Validating a CSV list of contacts and convert it to JSON - Follow Up

Question 1

This is a follow up to my original post:

I've written a class that takes a file, validates the formatting of the lines from an input file and writes the set of valid lines to an output file. Each line of the file should have a first name, last name, phone number, color, and zip code. A zip code is valid if it has only 5 characters, a phone number can have only 10 digits (in addition to dashes/parentheses in appropriate places).

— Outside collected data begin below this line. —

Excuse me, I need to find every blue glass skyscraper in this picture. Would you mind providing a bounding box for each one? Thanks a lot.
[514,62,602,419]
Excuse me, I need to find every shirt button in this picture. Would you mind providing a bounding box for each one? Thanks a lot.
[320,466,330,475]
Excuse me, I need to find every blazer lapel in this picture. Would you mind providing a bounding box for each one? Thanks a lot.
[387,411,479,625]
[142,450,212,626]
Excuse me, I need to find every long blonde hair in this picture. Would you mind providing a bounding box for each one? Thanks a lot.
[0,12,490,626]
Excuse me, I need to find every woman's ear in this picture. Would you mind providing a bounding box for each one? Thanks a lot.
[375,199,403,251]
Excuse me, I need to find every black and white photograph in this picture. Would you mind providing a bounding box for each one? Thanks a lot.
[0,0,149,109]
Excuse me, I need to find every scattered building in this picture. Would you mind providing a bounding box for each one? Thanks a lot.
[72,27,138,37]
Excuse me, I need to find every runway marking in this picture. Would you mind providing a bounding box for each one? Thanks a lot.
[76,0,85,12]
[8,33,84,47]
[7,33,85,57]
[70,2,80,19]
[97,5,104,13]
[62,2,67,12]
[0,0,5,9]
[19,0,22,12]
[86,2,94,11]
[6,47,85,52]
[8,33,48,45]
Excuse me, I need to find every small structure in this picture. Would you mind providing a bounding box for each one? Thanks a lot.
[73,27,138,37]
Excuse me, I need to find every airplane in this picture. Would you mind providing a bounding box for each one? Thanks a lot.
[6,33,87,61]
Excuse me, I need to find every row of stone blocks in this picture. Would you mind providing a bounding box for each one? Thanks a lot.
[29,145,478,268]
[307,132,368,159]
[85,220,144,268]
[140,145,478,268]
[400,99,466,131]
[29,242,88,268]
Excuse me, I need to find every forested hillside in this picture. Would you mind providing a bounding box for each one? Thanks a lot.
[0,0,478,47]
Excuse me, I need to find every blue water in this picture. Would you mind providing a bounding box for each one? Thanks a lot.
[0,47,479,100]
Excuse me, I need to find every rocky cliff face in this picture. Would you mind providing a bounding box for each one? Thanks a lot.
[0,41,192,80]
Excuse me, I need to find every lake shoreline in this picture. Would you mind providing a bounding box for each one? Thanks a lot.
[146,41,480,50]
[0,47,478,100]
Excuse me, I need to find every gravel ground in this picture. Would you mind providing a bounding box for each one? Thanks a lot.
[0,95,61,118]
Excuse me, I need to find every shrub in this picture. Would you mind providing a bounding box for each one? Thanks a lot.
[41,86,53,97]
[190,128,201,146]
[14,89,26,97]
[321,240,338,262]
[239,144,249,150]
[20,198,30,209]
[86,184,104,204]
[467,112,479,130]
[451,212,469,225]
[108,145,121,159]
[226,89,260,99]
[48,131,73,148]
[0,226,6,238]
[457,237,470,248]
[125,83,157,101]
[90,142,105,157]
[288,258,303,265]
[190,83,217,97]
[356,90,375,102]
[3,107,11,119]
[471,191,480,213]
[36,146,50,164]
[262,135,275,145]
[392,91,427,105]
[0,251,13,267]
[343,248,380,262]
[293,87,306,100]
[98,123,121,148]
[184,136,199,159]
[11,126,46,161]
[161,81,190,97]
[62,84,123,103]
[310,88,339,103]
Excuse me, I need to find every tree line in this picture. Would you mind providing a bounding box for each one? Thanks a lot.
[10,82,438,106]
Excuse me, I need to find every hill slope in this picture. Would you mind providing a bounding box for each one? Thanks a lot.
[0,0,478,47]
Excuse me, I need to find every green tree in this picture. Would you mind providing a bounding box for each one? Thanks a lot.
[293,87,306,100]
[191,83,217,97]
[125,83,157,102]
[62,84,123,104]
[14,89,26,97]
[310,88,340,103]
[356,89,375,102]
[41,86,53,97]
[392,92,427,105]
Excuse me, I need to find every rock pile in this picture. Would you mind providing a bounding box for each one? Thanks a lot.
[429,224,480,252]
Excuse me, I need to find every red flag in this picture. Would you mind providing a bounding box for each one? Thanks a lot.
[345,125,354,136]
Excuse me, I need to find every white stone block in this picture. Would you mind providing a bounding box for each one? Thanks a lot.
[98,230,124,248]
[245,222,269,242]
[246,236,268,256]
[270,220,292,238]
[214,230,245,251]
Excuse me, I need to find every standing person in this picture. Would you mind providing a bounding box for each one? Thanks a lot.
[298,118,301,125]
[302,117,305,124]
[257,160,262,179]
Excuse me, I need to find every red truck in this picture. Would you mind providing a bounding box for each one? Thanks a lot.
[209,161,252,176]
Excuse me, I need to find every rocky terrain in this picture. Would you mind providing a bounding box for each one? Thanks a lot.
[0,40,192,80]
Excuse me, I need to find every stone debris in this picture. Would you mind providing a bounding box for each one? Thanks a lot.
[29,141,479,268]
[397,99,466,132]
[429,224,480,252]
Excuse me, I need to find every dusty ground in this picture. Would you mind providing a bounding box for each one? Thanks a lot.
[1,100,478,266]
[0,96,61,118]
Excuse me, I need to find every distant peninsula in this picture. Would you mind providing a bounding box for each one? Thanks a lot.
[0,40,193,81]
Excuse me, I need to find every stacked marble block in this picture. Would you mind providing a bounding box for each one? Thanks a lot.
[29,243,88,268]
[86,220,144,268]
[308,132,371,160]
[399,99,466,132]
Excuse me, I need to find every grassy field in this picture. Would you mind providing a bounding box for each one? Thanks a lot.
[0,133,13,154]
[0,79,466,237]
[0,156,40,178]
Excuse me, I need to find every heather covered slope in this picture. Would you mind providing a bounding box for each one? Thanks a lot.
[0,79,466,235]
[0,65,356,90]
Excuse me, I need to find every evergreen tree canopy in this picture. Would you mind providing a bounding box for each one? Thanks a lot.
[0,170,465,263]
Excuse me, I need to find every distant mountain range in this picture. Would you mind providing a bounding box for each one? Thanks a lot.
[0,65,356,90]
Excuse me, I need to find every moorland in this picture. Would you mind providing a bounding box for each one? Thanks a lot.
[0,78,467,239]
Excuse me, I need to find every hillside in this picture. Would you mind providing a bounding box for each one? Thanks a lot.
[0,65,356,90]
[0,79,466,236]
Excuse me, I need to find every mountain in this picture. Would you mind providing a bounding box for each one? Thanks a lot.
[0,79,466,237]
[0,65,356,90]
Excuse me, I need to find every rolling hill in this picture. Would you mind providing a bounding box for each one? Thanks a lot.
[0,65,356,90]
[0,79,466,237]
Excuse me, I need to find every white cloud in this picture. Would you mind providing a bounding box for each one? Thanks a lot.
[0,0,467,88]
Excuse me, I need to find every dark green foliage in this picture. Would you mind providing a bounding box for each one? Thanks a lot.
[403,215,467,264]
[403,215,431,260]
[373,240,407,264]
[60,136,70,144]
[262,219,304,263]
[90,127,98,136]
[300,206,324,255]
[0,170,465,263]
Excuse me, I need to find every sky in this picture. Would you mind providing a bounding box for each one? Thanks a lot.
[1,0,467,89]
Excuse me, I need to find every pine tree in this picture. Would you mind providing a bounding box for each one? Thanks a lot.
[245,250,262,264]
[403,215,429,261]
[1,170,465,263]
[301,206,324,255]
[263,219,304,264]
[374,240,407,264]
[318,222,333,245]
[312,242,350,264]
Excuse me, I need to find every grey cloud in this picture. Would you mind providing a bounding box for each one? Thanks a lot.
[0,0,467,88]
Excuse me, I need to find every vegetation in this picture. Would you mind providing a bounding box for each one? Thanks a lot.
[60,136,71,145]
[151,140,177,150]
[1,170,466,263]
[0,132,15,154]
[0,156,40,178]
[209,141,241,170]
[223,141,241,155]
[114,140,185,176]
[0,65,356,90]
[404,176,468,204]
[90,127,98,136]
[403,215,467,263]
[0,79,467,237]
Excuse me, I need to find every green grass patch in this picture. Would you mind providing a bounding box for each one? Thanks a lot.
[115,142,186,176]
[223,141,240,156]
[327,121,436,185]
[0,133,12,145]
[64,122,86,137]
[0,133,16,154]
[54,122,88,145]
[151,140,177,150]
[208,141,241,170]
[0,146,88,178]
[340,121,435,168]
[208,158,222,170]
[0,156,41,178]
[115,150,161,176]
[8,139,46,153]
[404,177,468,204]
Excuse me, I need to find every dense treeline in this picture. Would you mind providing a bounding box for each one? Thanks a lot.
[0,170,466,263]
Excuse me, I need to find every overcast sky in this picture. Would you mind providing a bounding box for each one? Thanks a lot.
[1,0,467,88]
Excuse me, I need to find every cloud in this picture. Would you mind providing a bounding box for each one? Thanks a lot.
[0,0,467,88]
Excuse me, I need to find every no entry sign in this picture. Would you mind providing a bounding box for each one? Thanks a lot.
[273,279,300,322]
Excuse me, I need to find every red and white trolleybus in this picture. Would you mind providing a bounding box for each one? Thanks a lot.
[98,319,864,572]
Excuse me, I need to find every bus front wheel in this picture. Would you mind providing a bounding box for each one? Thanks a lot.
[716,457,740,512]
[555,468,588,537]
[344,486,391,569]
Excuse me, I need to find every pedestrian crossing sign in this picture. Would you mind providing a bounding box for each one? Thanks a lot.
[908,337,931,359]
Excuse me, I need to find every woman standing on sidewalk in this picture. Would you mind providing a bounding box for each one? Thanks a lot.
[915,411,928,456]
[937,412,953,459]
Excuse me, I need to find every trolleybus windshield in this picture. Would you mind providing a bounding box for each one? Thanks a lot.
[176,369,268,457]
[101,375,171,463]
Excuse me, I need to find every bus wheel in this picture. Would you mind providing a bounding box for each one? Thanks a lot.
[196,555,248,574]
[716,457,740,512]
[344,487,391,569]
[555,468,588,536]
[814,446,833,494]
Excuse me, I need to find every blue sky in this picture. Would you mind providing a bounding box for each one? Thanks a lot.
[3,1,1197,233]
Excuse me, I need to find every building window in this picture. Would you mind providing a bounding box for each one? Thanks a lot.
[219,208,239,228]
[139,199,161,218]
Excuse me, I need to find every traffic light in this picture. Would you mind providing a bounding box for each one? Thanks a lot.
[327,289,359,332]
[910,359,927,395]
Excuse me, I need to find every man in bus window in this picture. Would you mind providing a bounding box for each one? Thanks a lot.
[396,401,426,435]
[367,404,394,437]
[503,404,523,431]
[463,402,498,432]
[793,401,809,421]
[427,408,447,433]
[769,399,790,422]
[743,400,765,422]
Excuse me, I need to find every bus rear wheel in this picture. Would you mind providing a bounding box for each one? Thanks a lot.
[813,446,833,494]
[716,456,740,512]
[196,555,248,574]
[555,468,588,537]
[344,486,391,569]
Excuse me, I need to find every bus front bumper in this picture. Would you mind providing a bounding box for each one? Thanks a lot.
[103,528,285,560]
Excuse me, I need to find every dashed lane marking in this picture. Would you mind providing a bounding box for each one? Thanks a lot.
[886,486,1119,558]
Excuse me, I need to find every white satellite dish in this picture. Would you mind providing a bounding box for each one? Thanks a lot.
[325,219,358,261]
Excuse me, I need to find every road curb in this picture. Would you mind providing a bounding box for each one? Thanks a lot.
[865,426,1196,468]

In the last post I received some good feedback and added in a few of the suggestions. The main changes I made were to the is_color() and is_phone_number() methods as I switched to using regex to validate the input strings. I needed to keep the is_name() function the same because it needed to check for a couple of different configurations and arrangements of the first and last name. I also kept validate_line() the same because the function needed to know the indices of each token of the line (i.e. the phone number, the color, and the zip code) and reformat the line if necessary, returning a dictionary of those values to be used by parse_file(). Also, I mainly wanted to focus on extensibility here as opposed to conciseness.

The code seems to be working but I just wanted to make sure that there was nothing that was being done inefficiently or that is not optimal stylistically.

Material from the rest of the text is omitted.